Lansquenet (derived from the French spelling of German Landsknecht ('servant of the land or country'), applied to a mercenary soldier) is a card game. Lansquenet also refers to 15th- and 16th-century German foot soldiers; the lansquenet drum is a type of field drum used by these soldiers.Lansquenet is played by Porthos in the Alexandre Dumas novel The Three Musketeers and by D'Artagnan in Twenty Years After.
The dealer or banker stakes a certain sum, and this must be met by the nearest to the dealer first, and so on. When the stake is met, the dealer turns up one card and lays it to his right, for the table or the players, and another card in front of himself for the bank. He then keeps on turning up cards (while keeping the first two cards visible), until a card turns up with a value matching either of the first two cards. For instance, if the five of diamonds has been laid down for the bank, then any other five, regardless of suit, constitutes a win for the banker. If the table's card is mached first, he loses, and the next player on the left becomes banker and proceeds in the same way.
When the dealer's card turns up, he may take the stake and pass the bank; or he may allow the stake to remain, whereupon it becomes doubled if met. He can continue thus as long as the cards turn up in his favour – having the option at any moment of giving up the bank and retiring for that time. If he does that, the player to whom he passes the bank has the option of continuing it at the same amount at which it was left. The pool may be made up by contributions of all the players in certain proportions. The terms used respecting the standing of the stake are "I'll see" (à moi le tout) and Je tiens. When jumelle (twins), or the turning up of similar cards on both sides, occurs, then the dealer takes half the stake.
And for those PCs with the Gambler career, Robert-Houdin explained a mechanism by which a card sharp could cheat at lansquenet, by palming and then placing atop the deck a packet of cards in prepared order.
Passe-dix, also called passage in English, is a game of chance using dice.

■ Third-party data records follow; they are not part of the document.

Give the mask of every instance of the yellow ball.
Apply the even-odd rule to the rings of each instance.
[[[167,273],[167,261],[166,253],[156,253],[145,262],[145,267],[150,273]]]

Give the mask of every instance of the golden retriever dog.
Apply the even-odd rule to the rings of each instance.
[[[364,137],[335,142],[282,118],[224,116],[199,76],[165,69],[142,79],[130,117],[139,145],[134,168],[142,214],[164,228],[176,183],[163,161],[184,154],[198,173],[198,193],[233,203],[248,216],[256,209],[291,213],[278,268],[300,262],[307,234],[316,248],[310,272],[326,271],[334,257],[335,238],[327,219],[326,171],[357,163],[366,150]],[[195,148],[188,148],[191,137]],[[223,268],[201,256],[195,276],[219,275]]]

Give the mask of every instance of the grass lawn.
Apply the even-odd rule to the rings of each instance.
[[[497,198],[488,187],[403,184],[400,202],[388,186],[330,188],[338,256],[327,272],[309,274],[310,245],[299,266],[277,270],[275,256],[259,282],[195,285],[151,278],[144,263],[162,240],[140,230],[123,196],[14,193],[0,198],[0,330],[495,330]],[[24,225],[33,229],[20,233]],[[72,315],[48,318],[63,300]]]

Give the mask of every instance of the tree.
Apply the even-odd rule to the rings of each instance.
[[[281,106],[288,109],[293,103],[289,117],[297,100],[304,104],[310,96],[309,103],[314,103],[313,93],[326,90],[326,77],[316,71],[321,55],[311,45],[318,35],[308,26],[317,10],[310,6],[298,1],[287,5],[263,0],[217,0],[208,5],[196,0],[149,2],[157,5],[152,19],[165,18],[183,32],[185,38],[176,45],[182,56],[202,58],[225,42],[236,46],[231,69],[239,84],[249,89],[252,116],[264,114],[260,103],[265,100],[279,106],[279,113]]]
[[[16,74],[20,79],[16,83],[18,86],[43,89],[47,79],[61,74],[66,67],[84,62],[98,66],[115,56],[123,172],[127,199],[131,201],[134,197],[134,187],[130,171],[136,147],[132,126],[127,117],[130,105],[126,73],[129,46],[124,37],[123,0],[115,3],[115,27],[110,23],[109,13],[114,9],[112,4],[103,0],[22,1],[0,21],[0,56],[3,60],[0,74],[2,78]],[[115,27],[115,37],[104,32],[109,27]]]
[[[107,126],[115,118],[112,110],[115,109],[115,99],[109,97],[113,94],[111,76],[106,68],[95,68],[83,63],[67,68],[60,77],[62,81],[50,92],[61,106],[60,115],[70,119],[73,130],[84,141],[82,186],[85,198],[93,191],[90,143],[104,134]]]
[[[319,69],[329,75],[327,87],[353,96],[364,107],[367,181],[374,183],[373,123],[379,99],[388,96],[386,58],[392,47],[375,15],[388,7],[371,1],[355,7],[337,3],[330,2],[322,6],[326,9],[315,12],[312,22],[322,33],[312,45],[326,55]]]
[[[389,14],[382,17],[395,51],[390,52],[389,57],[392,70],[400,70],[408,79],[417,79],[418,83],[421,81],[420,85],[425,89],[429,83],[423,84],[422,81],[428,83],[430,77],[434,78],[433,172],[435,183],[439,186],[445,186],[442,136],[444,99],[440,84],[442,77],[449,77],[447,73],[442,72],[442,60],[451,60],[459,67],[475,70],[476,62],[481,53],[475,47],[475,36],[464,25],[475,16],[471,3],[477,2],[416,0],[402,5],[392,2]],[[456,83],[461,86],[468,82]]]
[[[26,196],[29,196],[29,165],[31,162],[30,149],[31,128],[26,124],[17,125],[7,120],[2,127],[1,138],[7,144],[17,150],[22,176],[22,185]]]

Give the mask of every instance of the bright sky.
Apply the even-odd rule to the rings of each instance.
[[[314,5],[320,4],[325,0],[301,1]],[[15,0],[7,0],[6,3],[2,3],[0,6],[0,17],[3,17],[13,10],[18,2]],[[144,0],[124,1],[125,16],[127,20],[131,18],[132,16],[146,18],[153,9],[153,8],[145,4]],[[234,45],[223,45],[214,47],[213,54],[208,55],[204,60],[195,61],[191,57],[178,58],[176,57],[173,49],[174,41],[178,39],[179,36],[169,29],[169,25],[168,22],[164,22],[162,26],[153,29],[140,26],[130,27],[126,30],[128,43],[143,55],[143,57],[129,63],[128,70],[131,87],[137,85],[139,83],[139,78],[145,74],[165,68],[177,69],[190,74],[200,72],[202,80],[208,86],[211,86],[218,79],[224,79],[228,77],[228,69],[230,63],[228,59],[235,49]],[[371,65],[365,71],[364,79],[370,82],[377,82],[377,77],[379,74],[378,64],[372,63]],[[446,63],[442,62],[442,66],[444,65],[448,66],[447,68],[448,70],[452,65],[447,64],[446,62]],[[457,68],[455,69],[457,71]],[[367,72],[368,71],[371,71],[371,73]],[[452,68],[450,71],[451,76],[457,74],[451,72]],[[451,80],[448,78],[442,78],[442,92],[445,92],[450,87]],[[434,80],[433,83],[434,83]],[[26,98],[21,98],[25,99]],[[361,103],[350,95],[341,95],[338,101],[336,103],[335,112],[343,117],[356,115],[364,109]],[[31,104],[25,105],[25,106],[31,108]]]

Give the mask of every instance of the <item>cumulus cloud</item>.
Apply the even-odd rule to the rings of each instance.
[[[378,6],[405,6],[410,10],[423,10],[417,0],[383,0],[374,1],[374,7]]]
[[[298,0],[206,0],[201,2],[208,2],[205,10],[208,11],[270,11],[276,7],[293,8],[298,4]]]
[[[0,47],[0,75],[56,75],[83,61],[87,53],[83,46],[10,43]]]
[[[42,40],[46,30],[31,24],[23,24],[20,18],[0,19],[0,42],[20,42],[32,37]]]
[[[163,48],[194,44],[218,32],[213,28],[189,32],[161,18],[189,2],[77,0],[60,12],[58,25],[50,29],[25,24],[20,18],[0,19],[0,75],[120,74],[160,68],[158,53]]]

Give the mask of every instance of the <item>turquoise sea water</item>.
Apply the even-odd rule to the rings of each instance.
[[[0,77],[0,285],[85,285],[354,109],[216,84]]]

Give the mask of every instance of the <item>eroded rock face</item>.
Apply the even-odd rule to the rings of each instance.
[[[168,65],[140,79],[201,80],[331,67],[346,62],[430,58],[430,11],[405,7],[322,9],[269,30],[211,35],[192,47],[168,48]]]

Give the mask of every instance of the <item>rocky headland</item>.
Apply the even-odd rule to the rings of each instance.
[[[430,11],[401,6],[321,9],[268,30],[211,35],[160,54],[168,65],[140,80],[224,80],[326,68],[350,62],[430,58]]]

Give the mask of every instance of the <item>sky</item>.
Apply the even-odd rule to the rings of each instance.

It was described by Charles Cotton in The Compleat Gamester (1674) thus:
"Passage is a Game at dice to be played at but by two, and it is performed with three Dice. The Caster throws continually until he hath thrown Dubblets under ten, and then he is out and loseth; or Dubblets above ten, and then he passeth and wins."
Andrew Steinmetz, in The Gaming Table: Its Votaries and Victims, described it at greater length but somewhat confusingly (the results of rolling a 10 are unclear, depending on whether it wins for the bank or is a push, there is house advantage is at best 0, and at worst negative, and the suggestion that it was played at the crucifixion is of course sheer speculation):
"Passe-dix is one of the, possibly the, most ancient of all games of chance, is said to have actually been made use of by the executioners at the crucifixion of our Saviour, when they parted his garments, casting lots, Matt. xxvii. 35.
"It is played with three dice. There is always a banker, and the number of players is unlimited. Each gamester holds the box by turns, and the other players follow his chance; every time he throws a point under ten he, as well as the other players, loses the entire stakes, which go to the banker. Every time he throws a point above ten (or passes ten -- whence the name of the game), the banker must double the player's stakes and the stakes of all those who have risked their money on the same chance. When the game is played by many together, each gamester is banker in his turn."